Figure 2: Mastitis isolates are more closely related to each other, on average, than would be expected by chance.
figure 2

Panel A shows a phylogenetic tree for 533 phylogroup A genomes, constructed from the concatenated sequence of 520 non-recombining genes as estimated by maximum likelihood. For clarity, bootstrap values have been removed. Labels are coloured according to country of origin (Belgium = brown, Finland = green, France = blue, Germany = purple, Israel = gold, UK = red). One isolate (ECC-Z) was isolated from the Netherlands, and one was isolated in Denmark. Panel B shows the results of a resampling analysis to investigate the probability that the average phylogenetic distance between MPEC could be generated by randomly placing MPEC genomes onto the phylogroup A phylogenetic tree. The bell curve in the plot represents the kernel density estimate of 100,000 replications, where the average distance between 66 randomly selected genomes is calculated. The red vertical line represents the actual average distance observed between MPEC. The p-value is calculated by how many of the randomised samples display a distance as low as, or lower, than that observed between MPEC. The distance between MPEC genomes is highly significant (p = 0.00015), indicating that only 15 in 100,000 randomised replications had average distances which were as low or lower than that observed between MPEC genomes. The four vertical grey bars represent the location on the distribution that would yield p-values of 0.0001, 0.001, 0.01, and 0.05, respectively.

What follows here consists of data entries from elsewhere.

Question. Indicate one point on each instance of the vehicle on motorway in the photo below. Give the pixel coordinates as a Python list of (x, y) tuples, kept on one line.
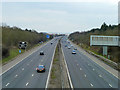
[(41, 53), (73, 52), (40, 68), (69, 47), (51, 43)]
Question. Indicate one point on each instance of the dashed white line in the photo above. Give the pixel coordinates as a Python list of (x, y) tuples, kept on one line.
[(27, 83), (7, 84), (110, 85), (91, 84), (16, 75), (100, 76), (32, 75)]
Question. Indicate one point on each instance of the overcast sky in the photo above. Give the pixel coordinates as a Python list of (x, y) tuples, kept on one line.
[(60, 17)]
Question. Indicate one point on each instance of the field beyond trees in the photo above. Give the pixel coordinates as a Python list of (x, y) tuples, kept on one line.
[(83, 40)]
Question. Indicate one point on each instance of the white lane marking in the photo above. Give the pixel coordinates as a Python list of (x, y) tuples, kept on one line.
[(16, 75), (26, 57), (91, 84), (48, 78), (110, 85), (80, 68), (27, 83), (7, 84), (32, 75), (100, 76)]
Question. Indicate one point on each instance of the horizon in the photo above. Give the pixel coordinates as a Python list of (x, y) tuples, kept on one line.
[(59, 17)]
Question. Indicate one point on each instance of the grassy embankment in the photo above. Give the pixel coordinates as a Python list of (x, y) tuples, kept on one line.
[(11, 37)]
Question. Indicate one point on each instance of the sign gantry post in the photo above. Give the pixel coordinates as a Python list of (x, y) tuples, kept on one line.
[(105, 41)]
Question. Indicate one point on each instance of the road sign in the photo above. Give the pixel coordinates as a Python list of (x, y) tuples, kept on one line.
[(48, 36)]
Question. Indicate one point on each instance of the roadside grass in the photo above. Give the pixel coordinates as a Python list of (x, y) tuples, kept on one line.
[(13, 53)]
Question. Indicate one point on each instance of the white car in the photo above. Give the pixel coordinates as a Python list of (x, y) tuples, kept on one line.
[(73, 52)]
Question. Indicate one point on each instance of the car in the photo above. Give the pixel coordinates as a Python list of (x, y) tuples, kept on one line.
[(73, 52), (41, 53), (40, 68), (69, 47), (65, 45), (75, 48)]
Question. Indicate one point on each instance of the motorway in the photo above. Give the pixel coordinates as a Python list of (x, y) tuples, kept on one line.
[(24, 75), (84, 72)]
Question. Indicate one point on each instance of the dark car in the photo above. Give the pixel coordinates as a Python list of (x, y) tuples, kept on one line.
[(41, 53), (73, 52), (40, 68)]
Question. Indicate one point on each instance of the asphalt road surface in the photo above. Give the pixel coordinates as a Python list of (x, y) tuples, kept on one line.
[(85, 73), (24, 75)]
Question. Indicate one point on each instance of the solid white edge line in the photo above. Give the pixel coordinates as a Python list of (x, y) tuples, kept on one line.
[(110, 85), (23, 58), (27, 83), (7, 84), (67, 70), (50, 68)]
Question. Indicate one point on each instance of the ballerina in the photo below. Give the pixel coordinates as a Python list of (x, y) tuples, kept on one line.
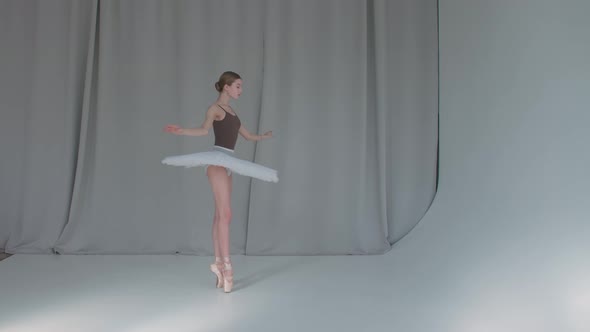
[(220, 163)]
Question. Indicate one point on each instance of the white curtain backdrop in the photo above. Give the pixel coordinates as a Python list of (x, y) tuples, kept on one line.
[(349, 89)]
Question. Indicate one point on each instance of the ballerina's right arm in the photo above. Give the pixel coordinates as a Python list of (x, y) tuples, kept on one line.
[(203, 130)]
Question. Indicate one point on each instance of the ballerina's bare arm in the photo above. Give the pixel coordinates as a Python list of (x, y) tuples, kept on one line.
[(251, 137), (203, 130)]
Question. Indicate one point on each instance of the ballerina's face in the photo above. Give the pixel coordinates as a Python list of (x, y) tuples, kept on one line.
[(235, 89)]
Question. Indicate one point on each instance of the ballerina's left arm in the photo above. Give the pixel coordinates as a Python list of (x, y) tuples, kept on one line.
[(251, 137)]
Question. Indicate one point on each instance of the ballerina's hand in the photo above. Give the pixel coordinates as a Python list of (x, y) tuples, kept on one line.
[(174, 129)]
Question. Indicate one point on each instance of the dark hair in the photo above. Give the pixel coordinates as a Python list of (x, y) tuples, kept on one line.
[(228, 78)]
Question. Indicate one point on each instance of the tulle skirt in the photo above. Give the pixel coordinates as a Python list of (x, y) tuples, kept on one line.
[(220, 156)]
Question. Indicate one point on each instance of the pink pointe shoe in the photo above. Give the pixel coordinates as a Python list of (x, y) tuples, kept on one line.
[(215, 268), (228, 278)]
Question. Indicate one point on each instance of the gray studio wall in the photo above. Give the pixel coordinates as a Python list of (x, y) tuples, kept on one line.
[(349, 89), (504, 247)]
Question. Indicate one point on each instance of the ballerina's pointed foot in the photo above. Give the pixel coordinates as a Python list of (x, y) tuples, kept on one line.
[(217, 268), (228, 278)]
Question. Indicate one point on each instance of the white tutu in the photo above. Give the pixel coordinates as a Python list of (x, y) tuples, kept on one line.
[(220, 156)]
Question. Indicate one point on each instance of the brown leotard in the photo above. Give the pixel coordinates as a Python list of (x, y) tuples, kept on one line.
[(226, 130)]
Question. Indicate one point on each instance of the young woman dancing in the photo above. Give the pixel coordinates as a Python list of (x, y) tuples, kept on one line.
[(220, 163)]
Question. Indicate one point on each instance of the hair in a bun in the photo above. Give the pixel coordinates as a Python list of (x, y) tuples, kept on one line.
[(227, 78)]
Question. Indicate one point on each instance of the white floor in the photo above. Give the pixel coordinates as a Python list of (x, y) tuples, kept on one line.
[(427, 282)]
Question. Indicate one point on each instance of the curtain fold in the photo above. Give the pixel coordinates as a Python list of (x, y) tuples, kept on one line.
[(44, 51)]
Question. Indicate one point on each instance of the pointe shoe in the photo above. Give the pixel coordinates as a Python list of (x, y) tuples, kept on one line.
[(228, 280), (215, 269)]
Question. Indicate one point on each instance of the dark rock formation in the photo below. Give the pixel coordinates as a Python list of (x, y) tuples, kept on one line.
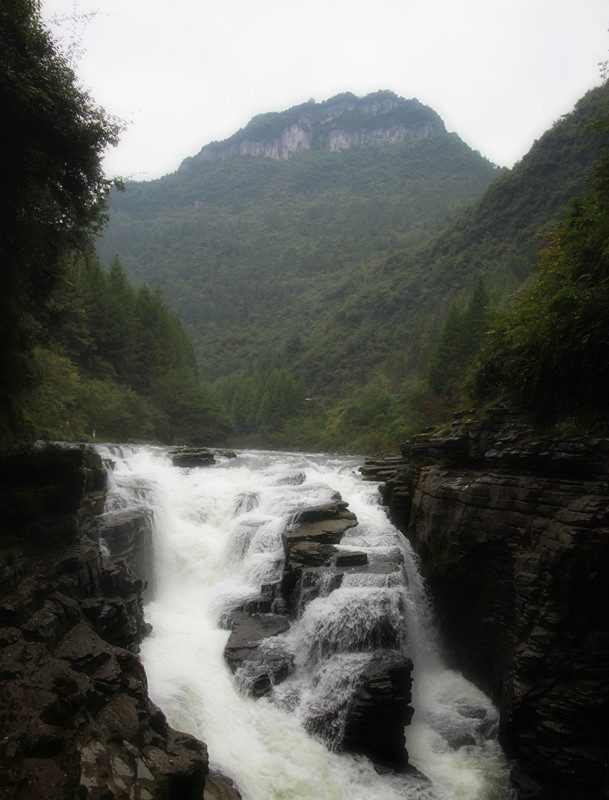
[(513, 534), (371, 722), (309, 543), (382, 697), (259, 667), (76, 717), (128, 536), (193, 457)]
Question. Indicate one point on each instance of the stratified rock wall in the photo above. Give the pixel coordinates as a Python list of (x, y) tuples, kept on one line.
[(75, 716), (513, 535)]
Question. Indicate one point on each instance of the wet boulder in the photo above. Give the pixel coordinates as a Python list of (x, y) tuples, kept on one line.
[(255, 655), (380, 709), (193, 457), (309, 542)]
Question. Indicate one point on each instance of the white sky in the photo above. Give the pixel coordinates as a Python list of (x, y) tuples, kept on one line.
[(182, 73)]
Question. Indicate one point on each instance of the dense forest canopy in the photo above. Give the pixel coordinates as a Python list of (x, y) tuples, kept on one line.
[(333, 298), (364, 274), (82, 354)]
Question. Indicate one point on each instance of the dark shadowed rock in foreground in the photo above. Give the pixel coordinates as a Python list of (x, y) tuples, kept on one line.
[(254, 653), (513, 533), (380, 709), (371, 721), (76, 718)]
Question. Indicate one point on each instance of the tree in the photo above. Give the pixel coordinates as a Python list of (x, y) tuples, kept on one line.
[(52, 193)]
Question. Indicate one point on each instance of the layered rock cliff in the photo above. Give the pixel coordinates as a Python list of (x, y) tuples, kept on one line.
[(336, 124), (513, 534), (75, 715)]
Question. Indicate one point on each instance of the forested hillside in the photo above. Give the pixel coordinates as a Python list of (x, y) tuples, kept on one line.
[(82, 354), (119, 366), (321, 290)]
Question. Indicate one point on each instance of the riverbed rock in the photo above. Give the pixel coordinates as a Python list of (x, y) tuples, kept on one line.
[(380, 709), (193, 457), (512, 528), (76, 717), (309, 543), (260, 660)]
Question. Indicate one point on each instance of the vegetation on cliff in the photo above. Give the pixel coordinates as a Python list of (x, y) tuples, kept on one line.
[(550, 353), (80, 350)]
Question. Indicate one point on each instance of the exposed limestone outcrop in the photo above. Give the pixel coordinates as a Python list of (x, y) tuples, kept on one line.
[(513, 534), (76, 717), (339, 123)]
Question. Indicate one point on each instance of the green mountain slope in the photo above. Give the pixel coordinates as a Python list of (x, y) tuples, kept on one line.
[(341, 265), (252, 252)]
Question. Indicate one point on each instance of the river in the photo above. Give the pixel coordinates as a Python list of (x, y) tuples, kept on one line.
[(217, 540)]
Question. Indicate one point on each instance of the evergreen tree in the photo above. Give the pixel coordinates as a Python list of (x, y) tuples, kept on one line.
[(52, 193)]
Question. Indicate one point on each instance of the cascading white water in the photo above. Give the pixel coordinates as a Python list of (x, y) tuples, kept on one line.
[(217, 540)]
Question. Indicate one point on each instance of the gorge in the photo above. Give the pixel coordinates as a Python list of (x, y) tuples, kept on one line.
[(512, 537)]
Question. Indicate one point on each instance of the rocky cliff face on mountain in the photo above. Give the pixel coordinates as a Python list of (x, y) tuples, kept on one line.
[(513, 535), (75, 715), (336, 124)]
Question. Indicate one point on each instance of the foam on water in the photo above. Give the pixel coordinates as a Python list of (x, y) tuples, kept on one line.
[(217, 538)]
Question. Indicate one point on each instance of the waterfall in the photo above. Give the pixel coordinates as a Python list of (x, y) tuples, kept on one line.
[(217, 541)]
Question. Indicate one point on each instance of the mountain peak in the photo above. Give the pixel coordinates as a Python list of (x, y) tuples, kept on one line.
[(341, 122)]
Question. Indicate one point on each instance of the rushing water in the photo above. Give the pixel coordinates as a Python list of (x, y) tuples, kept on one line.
[(217, 540)]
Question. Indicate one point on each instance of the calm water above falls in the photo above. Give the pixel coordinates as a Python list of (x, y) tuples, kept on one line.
[(217, 539)]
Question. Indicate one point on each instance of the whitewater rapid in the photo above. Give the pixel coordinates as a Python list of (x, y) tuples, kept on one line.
[(217, 540)]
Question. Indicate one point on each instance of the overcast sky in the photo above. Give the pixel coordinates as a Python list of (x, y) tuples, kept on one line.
[(183, 73)]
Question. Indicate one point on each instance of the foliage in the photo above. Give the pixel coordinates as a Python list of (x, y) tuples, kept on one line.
[(122, 367), (52, 193), (457, 343), (550, 354)]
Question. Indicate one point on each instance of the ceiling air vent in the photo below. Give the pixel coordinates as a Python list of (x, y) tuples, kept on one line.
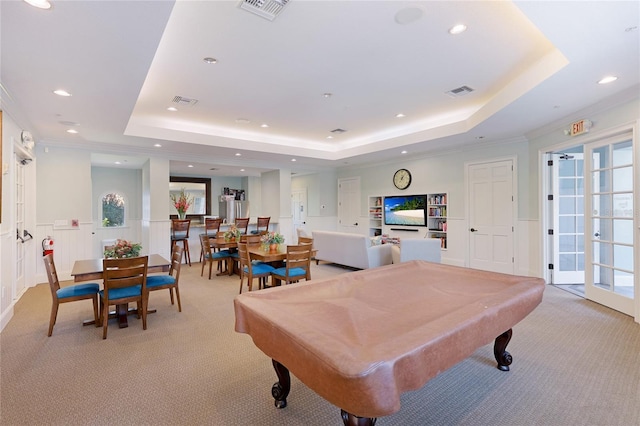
[(267, 9), (181, 100), (460, 91)]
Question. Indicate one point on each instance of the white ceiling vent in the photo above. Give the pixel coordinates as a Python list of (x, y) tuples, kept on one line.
[(181, 100), (460, 91), (267, 9)]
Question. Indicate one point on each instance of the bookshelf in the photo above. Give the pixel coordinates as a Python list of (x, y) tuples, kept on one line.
[(375, 215), (437, 217)]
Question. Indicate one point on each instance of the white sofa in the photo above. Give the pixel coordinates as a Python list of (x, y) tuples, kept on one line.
[(417, 249), (354, 250)]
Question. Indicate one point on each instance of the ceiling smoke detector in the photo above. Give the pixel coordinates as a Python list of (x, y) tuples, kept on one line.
[(181, 100), (267, 9), (460, 91)]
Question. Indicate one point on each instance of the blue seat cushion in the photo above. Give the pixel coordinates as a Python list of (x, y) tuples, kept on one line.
[(293, 272), (157, 280), (124, 292), (78, 290), (257, 269)]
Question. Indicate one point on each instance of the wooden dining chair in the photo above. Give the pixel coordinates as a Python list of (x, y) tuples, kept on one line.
[(242, 223), (72, 293), (251, 270), (125, 281), (251, 239), (305, 240), (168, 281), (262, 226), (298, 265), (211, 228), (180, 233), (210, 256)]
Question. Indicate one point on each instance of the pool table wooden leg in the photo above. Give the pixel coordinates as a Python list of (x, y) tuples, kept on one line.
[(499, 350), (351, 420), (280, 389)]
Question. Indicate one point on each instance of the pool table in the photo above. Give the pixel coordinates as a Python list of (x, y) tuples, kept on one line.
[(360, 339)]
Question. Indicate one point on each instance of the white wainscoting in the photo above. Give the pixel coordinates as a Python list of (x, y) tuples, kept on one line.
[(528, 248), (71, 244)]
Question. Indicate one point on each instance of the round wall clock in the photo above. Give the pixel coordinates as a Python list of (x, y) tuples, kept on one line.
[(402, 179)]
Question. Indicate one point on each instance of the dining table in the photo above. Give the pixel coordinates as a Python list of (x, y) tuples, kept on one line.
[(274, 257), (91, 269), (219, 242)]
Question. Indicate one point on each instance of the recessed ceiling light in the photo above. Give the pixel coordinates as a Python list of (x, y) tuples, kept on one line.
[(457, 29), (40, 4), (61, 92), (608, 79)]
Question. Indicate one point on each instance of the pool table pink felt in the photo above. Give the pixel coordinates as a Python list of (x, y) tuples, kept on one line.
[(361, 339)]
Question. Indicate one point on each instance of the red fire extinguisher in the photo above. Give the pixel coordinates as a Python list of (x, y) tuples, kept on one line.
[(47, 246)]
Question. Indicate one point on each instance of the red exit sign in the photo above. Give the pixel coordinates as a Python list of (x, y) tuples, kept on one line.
[(580, 127)]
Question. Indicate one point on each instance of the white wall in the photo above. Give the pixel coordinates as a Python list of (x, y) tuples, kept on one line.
[(444, 172), (9, 290)]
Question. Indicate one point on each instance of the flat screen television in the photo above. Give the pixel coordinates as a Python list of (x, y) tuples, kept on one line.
[(405, 210)]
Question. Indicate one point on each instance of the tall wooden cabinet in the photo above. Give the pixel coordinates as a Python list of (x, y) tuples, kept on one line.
[(375, 216), (437, 217)]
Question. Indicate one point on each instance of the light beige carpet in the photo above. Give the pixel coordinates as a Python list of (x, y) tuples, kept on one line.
[(575, 363)]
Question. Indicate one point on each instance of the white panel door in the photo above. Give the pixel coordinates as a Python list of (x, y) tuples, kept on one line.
[(610, 251), (490, 198), (348, 204), (298, 209)]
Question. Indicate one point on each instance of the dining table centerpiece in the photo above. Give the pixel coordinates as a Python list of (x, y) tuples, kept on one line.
[(181, 202), (232, 234), (271, 240), (122, 249)]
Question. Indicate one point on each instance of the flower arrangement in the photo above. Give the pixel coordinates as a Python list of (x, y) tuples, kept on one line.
[(232, 233), (123, 248), (182, 202), (272, 238)]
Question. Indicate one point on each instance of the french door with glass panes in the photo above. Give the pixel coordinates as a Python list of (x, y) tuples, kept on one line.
[(568, 213), (609, 227)]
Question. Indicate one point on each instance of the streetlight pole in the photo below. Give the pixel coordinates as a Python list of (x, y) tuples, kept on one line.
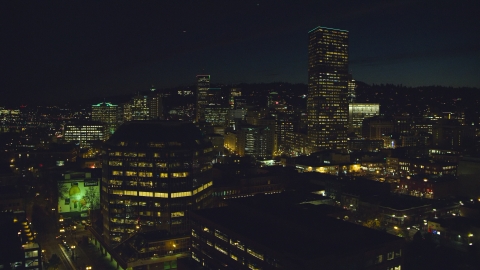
[(73, 252)]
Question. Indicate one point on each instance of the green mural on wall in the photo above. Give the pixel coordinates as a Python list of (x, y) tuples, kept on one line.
[(78, 195)]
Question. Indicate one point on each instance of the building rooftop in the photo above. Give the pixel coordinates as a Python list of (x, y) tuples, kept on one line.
[(158, 131), (302, 233)]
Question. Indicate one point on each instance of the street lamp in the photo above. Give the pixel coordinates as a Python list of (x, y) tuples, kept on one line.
[(73, 252)]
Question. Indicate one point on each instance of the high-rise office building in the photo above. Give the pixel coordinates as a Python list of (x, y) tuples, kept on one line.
[(357, 112), (352, 85), (108, 114), (234, 92), (327, 104), (153, 173), (140, 109), (203, 84), (155, 106)]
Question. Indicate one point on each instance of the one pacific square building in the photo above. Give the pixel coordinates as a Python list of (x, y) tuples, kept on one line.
[(153, 173)]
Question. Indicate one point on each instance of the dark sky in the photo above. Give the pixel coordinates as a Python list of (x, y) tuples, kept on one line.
[(76, 49)]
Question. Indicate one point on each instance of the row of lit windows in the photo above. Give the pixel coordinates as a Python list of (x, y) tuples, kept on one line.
[(150, 174), (160, 194)]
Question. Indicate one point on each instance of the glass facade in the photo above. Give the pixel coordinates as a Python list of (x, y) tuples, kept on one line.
[(327, 103), (203, 84), (149, 185)]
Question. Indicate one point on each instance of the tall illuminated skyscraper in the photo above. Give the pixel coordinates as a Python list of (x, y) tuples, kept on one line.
[(108, 114), (327, 104), (203, 84)]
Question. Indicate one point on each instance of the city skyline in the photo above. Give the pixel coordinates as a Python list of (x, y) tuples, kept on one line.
[(59, 52)]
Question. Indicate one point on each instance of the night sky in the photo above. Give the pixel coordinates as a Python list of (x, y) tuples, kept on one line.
[(79, 49)]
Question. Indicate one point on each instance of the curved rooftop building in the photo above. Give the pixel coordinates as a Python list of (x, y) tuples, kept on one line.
[(153, 173)]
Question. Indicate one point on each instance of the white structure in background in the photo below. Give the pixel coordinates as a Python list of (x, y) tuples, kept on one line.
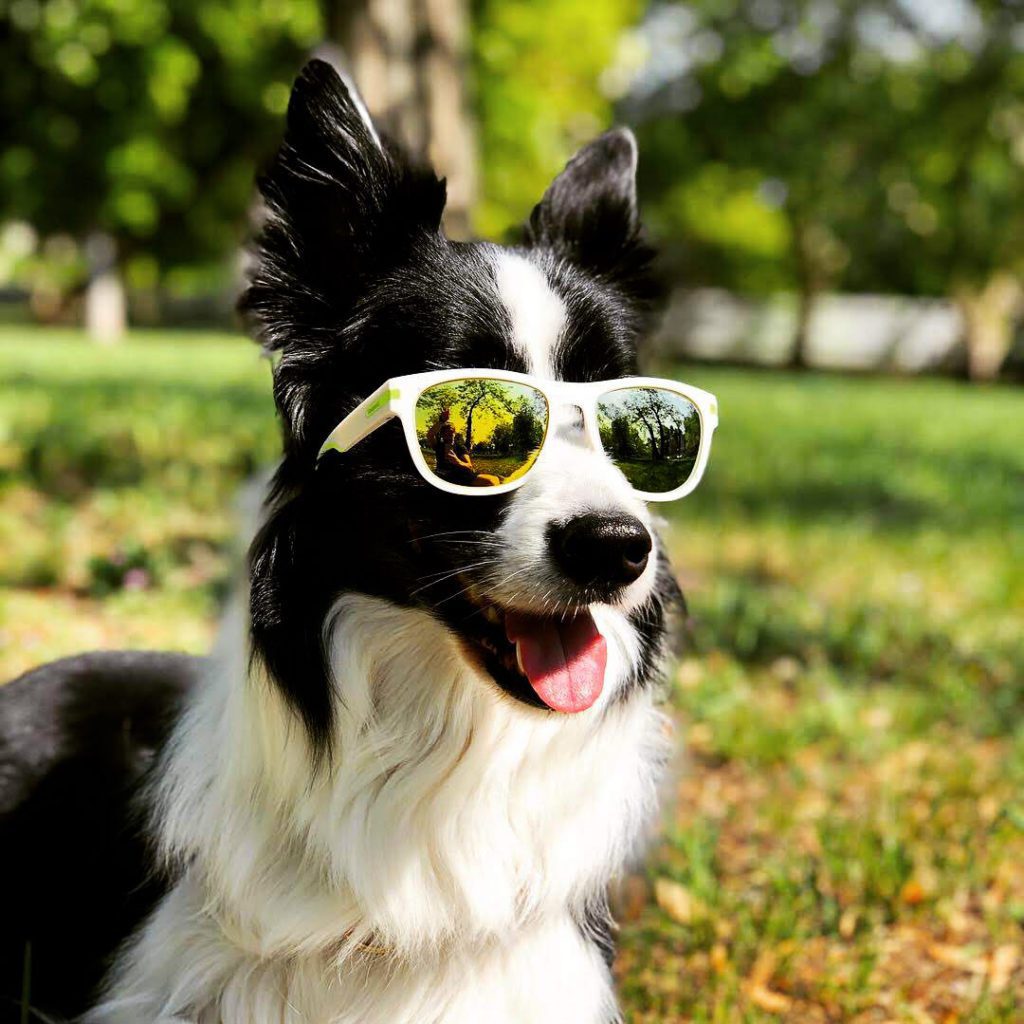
[(847, 332), (105, 303)]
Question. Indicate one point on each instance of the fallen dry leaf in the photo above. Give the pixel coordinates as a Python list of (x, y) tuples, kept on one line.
[(1000, 969), (770, 1001), (678, 902)]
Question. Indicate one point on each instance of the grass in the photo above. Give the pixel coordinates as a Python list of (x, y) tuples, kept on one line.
[(844, 840)]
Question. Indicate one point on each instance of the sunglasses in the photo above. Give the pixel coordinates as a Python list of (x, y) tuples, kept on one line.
[(481, 431)]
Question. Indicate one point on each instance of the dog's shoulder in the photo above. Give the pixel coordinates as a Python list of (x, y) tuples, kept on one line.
[(77, 739), (110, 708)]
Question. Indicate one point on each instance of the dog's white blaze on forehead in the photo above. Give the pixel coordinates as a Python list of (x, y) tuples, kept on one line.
[(537, 312)]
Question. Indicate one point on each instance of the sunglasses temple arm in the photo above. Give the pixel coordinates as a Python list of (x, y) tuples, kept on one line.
[(363, 421)]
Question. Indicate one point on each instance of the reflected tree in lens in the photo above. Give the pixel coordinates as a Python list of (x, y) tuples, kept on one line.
[(653, 435), (495, 428)]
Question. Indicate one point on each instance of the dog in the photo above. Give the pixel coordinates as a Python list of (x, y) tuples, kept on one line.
[(359, 808)]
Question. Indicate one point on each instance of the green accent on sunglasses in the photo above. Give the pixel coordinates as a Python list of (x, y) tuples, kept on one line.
[(377, 406)]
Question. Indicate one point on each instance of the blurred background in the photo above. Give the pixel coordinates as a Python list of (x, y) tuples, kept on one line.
[(838, 190)]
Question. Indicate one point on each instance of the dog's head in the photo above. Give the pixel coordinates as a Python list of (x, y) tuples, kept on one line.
[(354, 283)]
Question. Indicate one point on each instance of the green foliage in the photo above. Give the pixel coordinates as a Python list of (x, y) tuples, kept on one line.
[(538, 70), (804, 144), (144, 120)]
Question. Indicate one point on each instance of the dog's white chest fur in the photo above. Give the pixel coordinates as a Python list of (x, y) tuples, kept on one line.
[(461, 833)]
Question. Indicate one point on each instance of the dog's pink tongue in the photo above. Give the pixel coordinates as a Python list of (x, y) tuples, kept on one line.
[(563, 660)]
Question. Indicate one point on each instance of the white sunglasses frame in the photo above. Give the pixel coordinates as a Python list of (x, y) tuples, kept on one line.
[(398, 396)]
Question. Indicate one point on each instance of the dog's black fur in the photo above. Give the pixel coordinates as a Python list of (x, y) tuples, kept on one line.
[(353, 283), (77, 739)]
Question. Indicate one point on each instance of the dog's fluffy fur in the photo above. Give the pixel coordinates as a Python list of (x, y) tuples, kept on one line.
[(359, 815)]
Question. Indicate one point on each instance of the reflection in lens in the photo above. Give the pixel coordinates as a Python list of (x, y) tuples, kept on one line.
[(651, 434), (480, 432)]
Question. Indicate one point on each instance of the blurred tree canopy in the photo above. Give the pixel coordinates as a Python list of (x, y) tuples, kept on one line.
[(542, 91), (791, 145), (143, 121), (868, 145)]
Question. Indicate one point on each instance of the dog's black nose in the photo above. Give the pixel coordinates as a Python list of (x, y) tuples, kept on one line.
[(600, 549)]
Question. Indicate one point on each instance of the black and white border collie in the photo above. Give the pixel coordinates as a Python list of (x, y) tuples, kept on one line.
[(358, 810)]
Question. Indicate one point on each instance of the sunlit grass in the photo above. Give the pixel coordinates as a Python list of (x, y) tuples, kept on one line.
[(846, 838)]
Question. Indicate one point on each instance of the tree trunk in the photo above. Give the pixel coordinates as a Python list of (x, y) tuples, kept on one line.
[(989, 312), (802, 335), (409, 59), (811, 281), (105, 304)]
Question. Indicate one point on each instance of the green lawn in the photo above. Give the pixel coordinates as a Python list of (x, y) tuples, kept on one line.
[(845, 839)]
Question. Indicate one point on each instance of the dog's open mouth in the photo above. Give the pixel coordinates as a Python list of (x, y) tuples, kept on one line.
[(554, 662)]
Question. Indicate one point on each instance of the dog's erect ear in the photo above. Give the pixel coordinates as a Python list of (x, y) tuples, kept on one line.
[(341, 203), (589, 213)]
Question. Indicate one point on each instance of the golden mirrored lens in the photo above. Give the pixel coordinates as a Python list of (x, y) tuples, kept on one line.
[(480, 432), (651, 434)]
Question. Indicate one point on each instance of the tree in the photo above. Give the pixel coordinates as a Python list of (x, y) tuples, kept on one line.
[(136, 127), (542, 89), (868, 145), (409, 59), (658, 416), (468, 397)]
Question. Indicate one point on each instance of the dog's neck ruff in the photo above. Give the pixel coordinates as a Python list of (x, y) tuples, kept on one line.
[(450, 825)]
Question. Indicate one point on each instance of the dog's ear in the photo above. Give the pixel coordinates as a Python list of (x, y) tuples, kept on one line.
[(589, 214), (340, 203)]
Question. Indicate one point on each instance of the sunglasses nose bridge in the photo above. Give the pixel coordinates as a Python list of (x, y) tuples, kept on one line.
[(567, 420)]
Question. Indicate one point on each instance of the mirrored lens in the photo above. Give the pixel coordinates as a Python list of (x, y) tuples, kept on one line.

Table 1 Nineteen genes form the specific phylogroup A MPEC core genome.

MPEC are not more similar within-country than would be expected by chance

The restriction of diversity exhibited by MPEC compared with other E. coli can be explained by two hypotheses. Firstly, it could be the case that this diversity limitation is a result of founder effects, whereby the only certain lineages of E. coli have had the opportunity to colonise the bovine udder and cause mastitis, and so these lineages are represented whilst others are not. Alternatively, it could be the case that the colonisation process is actively selective for particular E. coli strains, and promotes the proliferation only of particular lineages based on their inherent gene content. Our panel of phylogroup A MPEC originate from more than six different countries, and we reasoned that we could use this geographic distribution in order to test the hypothesis that opportunity (or founder effects) plays a role in limiting the molecular diversity of MPEC. To investigate this, we tested whether MPEC from one country tend to be more similar to each other than would be expected by chance since, if MPEC displayed significant within-country similarity, this may indicate that locally prevalent populations of MPEC have been founded by specific bacterial clones. To provide the data for this analysis, we examined a phylogenetic tree constructed from only the sixty-six MPEC genomes used in this study, and grouped the isolates according to their country of isolation (Fig. 3A). We then performed a similar analysis to that described for Fig. 2, and for each country group compared the average distances observed between these groups with a distribution of distances expected if these isolates were randomly positioned within the MPEC population (Fig. 3B).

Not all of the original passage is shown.